England’s World Cup game by game as they are crowned champions

England were crowned T20 World Cup champions after a nail-biting five-wicket win over Pakistan as Ben Stokes delivered in the fiercest of pressure situations at the Melbourne Cricket Ground.

Here, the PA news agency takes a look at how England performed throughout the tournament.

Super 12s, Oct 22: Beat Afghanistan by five wickets

A clinical display with the ball set England up for a winning start in Perth, with the Afghans bowled in the final over for an under-powered 112. But the chance to deliver a big statement, and build a formidable net run-rate, was squandered as their explosive top order came over unusually coy. They eventually got over the line with 11 balls to spare thanks to Liam Livingstone’s 29 not out, but it was a flat batting effort.

Super 12s, Oct 26: Lost to Ireland by five runs on DLS

A famous win for the boys in green and a stark reminder to England that they would need to raise their game to avoid an early exit. The bowlers claimed all 10 wickets again, keeping the Irish to a gettable 157 but Jos Buttler, Alex Hales and Ben Stokes all fell in the powerplay as the chase set off on rocky ground. With rain around the middle order was too slow to push the accelerator and a couple of late blows from Moeen Ali were not enough to catch up when the weather ended things early.

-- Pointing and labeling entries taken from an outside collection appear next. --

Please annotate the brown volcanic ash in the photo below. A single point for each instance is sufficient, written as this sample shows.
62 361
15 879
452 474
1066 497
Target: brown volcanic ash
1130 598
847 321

Super 12s, Oct 28: England v Australia abandoned

More rain in Melbourne ensured no play was possible and the points shared between the Ashes rivals.

Super 12s, Nov 1: Beat New Zealand by 20 runs

With victory sorely needed, Jos Buttler took things into his own hands. He won the toss, decided to put himself straight into centre stage and cracked a match-winning 73 in a decisive opening stand with Alex Hales (52). Trent Boult and Tim Southee were tamed but England’s seamers fared better, with Chris Woakes setting the tone and Sam Curran continuing his eye-catching tournament.

Super 12s, Nov 5: Beat Sri Lanka by four wickets

England arrived at the SCG for a reunion with former head coach Chris Silverwood knowing any kind of victory would bank them a place in the last four, and knock hosts Australia out of their own competition. The chasing jitters came back again to make it a close finish – squeezing past their target of 142 with just two balls remaining – but three wickets for Mark Wood, a bright cameo from Hales and Stokes’ unflappable work as the finisher put the points in the bag.

Semi-final, Nov 10: Beat India by 10 wickets

An unforgettable performance, a brutal margin and a statement of real intent. Despite missing the raw pace of Wood, England’s bowlers kept India’s top order firmly in check before Hardik Pandya bludgeoned his team to a seemingly competitive 168 but England’s openers silenced a heavily-partisan crowd with a record-breaking and unbroken stand of 170. Buttler and Hales were utterly dominant, sealing a thrilling victory with four full overs still to be bowled.

Final, Nov 13: Beat Pakistan by five wickets

On a bowler-friendly pitch, Stokes anchored a chase of 138 with an over to spare with 52 not out from 49 balls as England became the first men’s side to hold ODI and T20 World Cups simultaneously. England’s 2019 50-over World Cup hero had moments of fortune en route to his first T20 half-century in front of an 80,462-crowd, overwhelmingly made up of spellbound and lively Pakistan fans. But Stokes banished memories of the 2016 final in stunning fashion, retaining his composure despite the tricky surface and a vaunted Pakistan attack.